Power consumers will pay slightly more in the first three months of 2018 compared to the previous quarter following an increase in end-user tariffs by the Electricity Regulatory Authority.
Domestic consumers will pay Shs718.9 per unit, a 4.9% increase from the tariff in the fourth quarter of 2017, according to ERA’s schedule of 2018 base tariffs. Commercial consumers, who include small scale industries, fuel and water pumps, etc., will be charged Shs648.3, an increase of 4.7%. The tariff for streetlights rose 4.8% to Shs701.9.
The tariff for medium industrial consumers rose 4.3% to Shs592.5, while that of large industries and extra-large industries rose by 2.0% and 1.8% to Shs375.5 and Shs371.1, respectively.
The tariffs apply only to customers supplied by Umeme Limited. The Uganda Electricity Transmission Company Limited, which buys bulk power from generators, transmits it and then sells to distributors, is projected to sell 92.9% percent of the energy to Umeme Limited in 2018. The rest will be exported (5%) and sold to smaller distribution companies operating in the country.
The regulatory authority said the rise in the energy tariffs was due to an “increase in investment related costs relative to the fourth quarter of 2017, the provision for transaction costs in respect to the debt refinancing of Bujagali Hydro Power Plant, and the depreciation of the Uganda Shilling against the United States Dollar, from Shs 3,600.38/$1 used in the determination of the tariffs for the fourth quarter of 2017 to Shs 3,634.92/$1 as of 30th November 2017.”
The annual base tariff is adjusted at the beginning of each calendar year to reflect changes in other tariff parameters such as energy losses by the distributor, collection rates, operations and maintenance costs, and investment costs by the generation, transmission, and distribution players in the electricity sub-sector.
According to the tariff review report for 2018, the power purchase costs for Bujagali Energy Limited, the company that owns and operates the 250MW Bujagali hydropower dam, are expected to increase to Shs603.7bn in 2018 from Shs583.1bn in 2017.
The increase is attributed to provisioning for “debt refinancing transaction costs of $5.9 million and step up of subordinate loans in the year 2018.”
“In a bid to manage the tariff at more affordable levels, the government of Uganda is negotiating refinancing of the debt component of the BEL project,” the report adds. “When achieved, the debt refinancing will help smoothen the tariff trajectory of the Bujagali Hydro Power Plant in the short to medium term.”
The high cost of energy purchased from Bujagali has been blamed for the high cost of power in the country. The dam was built on under a public-private partnership, with the government’s stake in BEL at 4.63%. Other shareholders are the Aga Khan Fund for Economic Development and Sithe Global Power LLC.
Bujagali Energy Limited contributes more than 65% of the overall energy purchase cost, according to the tariff review report.

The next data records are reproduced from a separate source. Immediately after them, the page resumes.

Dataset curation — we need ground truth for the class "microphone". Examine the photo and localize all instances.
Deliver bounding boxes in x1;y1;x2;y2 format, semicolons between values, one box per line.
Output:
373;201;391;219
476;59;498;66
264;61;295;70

Once complete, hydropower dams at Karuma (600megawatts) and at Isimba (183MW) are expected to double the country’s installed capacity to 1,678.5MW and hopefully reduce the end-user tariff.
The government also hopes that a refinancing of the 250MW Bujagali hydropower dam and increased demand from industry will reduce end-user tariffs and the cost of doing business in the country.